Treatment of Post–Endoscopic Retrograde Cholangiopancreatography Pancreatitis

Even in optimal circumstances when every appropriate precaution has been taken, it is well known that PEP will still occur in some patients. The treatment of PEP does not vary significantly from the treatment of acute pancreatitis of other etiologies, with the exception that the timing and etiology of the inciting incident are known.
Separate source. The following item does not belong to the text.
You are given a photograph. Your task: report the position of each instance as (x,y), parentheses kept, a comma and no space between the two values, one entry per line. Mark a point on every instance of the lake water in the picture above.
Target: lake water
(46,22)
Standard treatment of pancreatitis, including early aggressive intravenous hydration, symptom management, and early enteral nutrition, should be implemented. Clinical signs of severe complications of pancreatitis, such as infected pancreatic necrosis and cholangitis, should be closely monitored and managed appropriately.42


Although PEP remains the most common complication of ERCP, leading to significant morbidity and rare mortality, there is much that can be done to prevent or limit the severity of PEP (Table 2). Appropriate patient selection, guided by an understanding of PEP risk factors, is exceedingly important. Once the procedure is underway, a guidewire-assisted cannulation technique is preferred, and alternative techniques should be sought when initial attempts are not imminently successful. Finally, rectal NSAIDs, prophylactic pancreatic duct stent placement, and liberal administration of LR solution should be considered in high-risk patients. These recommendations have already been shown to improve outcomes; however, additional research efforts are needed to further reduce the burden of PEP.

The authors have no relevant conflicts of interest to disclose.